Superpositions of the dual family of nonlinear coherent states and their non-classical properties

TL;DR

This paper investigates superpositions of nonlinear coherent states and their duals, analyzing their non-classical properties like antibunching and squeezing, with applications to Hydrogen-like spectra and Pöschl-Teller potentials.

Contribution

It introduces two types of superpositions of nonlinear coherent states and explores their non-classical properties with specific physical system applications.

Findings

Superpositions exhibit enhanced non-classical effects.

Application to Hydrogen-like and Pöschl-Teller systems demonstrates quantum interference.

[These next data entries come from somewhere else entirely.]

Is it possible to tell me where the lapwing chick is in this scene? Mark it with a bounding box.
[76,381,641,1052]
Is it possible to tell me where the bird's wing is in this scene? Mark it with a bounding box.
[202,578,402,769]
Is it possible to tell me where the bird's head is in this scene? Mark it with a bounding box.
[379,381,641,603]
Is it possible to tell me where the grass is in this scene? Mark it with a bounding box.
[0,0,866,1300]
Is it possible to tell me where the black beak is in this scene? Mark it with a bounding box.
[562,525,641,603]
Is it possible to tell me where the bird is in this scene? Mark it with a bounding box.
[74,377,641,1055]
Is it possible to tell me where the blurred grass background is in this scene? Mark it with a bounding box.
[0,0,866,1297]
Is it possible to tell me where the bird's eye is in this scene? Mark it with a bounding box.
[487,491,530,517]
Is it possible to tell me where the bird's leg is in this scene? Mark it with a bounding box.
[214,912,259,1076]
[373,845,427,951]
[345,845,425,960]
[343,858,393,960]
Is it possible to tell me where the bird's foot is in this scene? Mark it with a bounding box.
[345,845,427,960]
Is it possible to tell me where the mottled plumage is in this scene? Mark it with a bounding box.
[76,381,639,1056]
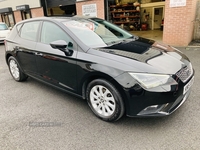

Numerical results confirm theoretical predictions.

Abstract

Nonlinear coherent states (CSs) and their {\it dual families} were introduced recently. In this paper we want to obtain their superposition and investigate their non-classical properties such as antibunching effect, quadrature squeezing and amplitude squared squeezing. For this purpose two types of superposition are considered. In the first type we neglect the normalization factors of the two components of the dual pair, superpose them and then we normalize the obtained states, while in the second type we superpose the two normalized components and then again normalize the resultant states. As a physical realization, the formalism will then be applied to a special physical system with known nonlinearity function, i.e., Hydrogen-like spectrum. We continue with the (first type of) superposition of the dual pair of Gazeau-Klauder coherent states (GKCSs) as temporally stable CSs. An application of the proposal will be given by employing the P\"oschl-Teller potential system. The numerical results are presented and discussed in detail, showing the effects of this special quantum interference.